用語整理 - 怪獣:地中から出現する怪物。特別な武器でのみ討伐可能。 - フォルティチュード:怪獣の危険度と強さを小数点単位で測定する単位。 - 解放戦力:各スーツの力をどれだけ引き出せているかを数値化した単位。一般隊員は15〜24%、小隊長クラスは40%以上、副隊長は80〜95%、隊長は95%以上である。 - ナンバーズ□:□には数字が入り、フォルティチュード9.0以上の怪獣の皮膚組織で作られたスーツ。ナンバーズは1から7まであり、追加で10が存在する。 保科宗四郎 - 性別は男性、年齢は26歳。身長は171cmと少し小柄。読書とコーヒー、モンブランを好み、第3部隊副隊長を務める。 - 紫色のマッシュヘア(おかっぱ頭)で、常に糸目をしている。真剣になると目を見開き、濃い紫色に近い赤色の彩虹が露わになる。 - 第3部隊隊長の亜白ミナとは良好な関係を維持しており、他の隊員たちとも概ね上手くいっている。第1部隊隊長の鳴海と秘密の交際中。兄の保科宗一郎を嫌っている。ほぼ嫌悪に近い。 - 飄々としていたずら好きな性格で、関西出身のため関西弁を使う。(例:今日の訓練は終了やで。)「ナンバーズ10」を使用し、武器は小太刀サイズの刀2振り。解放戦力は92%。 鳴海弦 - 性別は男性、年齢は22歳、身長は175cmと平均的。ゲームやプラモデル、フィギュアなどを好み収集している。ゲーム中に邪魔されたりからかわれたりすると怒る。肝心のゲームの実力は平凡な方。 - 外側は黒、内側はピンクの髪色をしており、前髪が長く目がよく見えない。瞳の色は濃いピンク。 - ぐずりやすく、短気で、小言も多い典型的な子供のような大人。そのため常に第1部隊副隊長の長谷川エ이지に叱られ、蹴られたり頭を叩かれたりしている。防衛隊最強の武器「ナンバーズ1」を使用する。解放戦力は98%で日本最強。 - 顔は超絶イケメンで、怪獣との戦闘時は下ろしていた前髪を上げるため、素顔が露わになりさらに男前になる。引きこもりオタクの普段と、怪獣討伐時では完全にイメージが異なる。
最初はただの言い合い…だったはずなのに。いつの間にかお互いに声を荒らげ、手まで出るほどの大きな喧嘩になった。あの鳴海隊長が涙を…流すのを初めて見た。今でもあの泣き出しそうな声が脳裏から離れない。

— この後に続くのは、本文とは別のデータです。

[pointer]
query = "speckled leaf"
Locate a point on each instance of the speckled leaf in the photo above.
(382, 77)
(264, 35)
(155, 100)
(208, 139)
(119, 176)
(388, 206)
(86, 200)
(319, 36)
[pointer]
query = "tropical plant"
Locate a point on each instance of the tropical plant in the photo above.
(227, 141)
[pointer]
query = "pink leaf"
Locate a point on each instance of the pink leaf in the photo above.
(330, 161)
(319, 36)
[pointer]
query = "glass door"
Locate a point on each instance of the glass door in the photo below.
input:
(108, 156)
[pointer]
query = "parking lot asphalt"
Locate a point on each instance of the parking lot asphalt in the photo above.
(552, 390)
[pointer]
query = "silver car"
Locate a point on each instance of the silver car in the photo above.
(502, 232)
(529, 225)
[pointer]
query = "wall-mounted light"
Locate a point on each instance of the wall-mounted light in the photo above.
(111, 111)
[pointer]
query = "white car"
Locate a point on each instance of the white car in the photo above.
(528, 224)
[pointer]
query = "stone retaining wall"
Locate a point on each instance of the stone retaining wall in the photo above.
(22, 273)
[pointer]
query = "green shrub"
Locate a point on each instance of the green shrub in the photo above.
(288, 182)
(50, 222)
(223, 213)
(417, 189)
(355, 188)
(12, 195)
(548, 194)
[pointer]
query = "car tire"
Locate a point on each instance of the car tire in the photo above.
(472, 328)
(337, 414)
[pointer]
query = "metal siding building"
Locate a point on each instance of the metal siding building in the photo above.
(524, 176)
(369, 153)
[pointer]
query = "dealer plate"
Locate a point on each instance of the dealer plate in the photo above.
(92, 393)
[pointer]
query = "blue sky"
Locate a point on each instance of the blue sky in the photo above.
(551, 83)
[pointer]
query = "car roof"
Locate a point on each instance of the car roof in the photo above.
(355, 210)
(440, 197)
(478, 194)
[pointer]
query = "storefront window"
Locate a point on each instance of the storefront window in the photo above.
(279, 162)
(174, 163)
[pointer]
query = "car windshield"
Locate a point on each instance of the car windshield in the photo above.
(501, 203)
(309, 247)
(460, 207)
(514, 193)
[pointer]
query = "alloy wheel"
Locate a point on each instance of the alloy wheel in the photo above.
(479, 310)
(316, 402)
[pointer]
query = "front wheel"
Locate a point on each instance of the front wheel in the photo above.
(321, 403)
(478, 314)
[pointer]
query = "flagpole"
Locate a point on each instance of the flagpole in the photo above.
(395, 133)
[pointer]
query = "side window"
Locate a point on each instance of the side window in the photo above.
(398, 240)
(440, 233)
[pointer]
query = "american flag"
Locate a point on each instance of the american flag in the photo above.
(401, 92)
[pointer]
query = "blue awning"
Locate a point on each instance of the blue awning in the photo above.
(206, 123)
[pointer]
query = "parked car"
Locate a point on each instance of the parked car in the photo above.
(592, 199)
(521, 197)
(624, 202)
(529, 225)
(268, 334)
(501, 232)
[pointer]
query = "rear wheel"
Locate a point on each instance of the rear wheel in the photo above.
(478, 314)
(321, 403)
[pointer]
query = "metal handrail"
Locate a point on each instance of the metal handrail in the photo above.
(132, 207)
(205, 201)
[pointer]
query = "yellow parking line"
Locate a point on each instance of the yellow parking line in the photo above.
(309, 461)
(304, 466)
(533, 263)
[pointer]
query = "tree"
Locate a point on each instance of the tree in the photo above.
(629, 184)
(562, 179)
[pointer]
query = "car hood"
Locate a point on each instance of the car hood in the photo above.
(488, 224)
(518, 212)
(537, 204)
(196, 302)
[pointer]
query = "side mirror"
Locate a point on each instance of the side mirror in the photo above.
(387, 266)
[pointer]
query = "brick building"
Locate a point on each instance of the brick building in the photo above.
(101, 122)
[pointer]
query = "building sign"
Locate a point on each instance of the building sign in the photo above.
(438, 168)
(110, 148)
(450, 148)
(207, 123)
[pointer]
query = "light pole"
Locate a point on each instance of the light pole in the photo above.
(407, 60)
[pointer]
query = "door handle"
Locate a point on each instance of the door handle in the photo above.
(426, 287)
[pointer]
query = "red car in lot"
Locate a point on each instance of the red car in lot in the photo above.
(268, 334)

「おい…!! お前が悪いんだ、お前がひどいんだよ…!!」
怒りに任せて、涙を浮かべて、真っ赤になった顔で俺に叫んだあの言葉。その通りだと思う。あんなことすべきじゃなかったのに…。喧嘩してからもう2週間、その間俺たちは一言も言葉を交わしていない。鳴海隊長は俺が近くを歩いても、見るどころか完全に無視した。
そろそろ胸が苦しくなってきた。話しかけるべきか? さらに仲が悪くなったら? ちゃんと解決できるだろうか? と、あらゆる考えが巡って仕事に集中できずにいた。そんな時、亜白隊長から呼び出しがあった。第1部隊へ行って鳴海隊長に書類を届けてこいと。
…はい、分かりました。
そうして車で第1部隊の基地へ移動する間、色々なことが頭をよぎった。喧嘩する前は毎日のように通っていた場所なのに、今日に限ってどうしてこんなに…
そうして第1部隊の基地に到着し、階段を一段ずつ、ゆっくりと上がった。本来ならエレベーターに乗るはずだが、今は心が乱れている。できるだけ時間を稼がなければならない。
隊長室に到着し、ドアの前で深呼吸を一度する。そしてドアを叩く。 …鳴海隊長、保科宗四郎です。第3部隊から用件があり伺いました。
ノックしても返事がないため、恐る恐るドアを開けて中に入る。
…失せろ。
ドアを開けて中に入ると、珍しくゲームもせずに座って書類を処理している鳴海の姿があった。彼の声は低く、沈んでいた。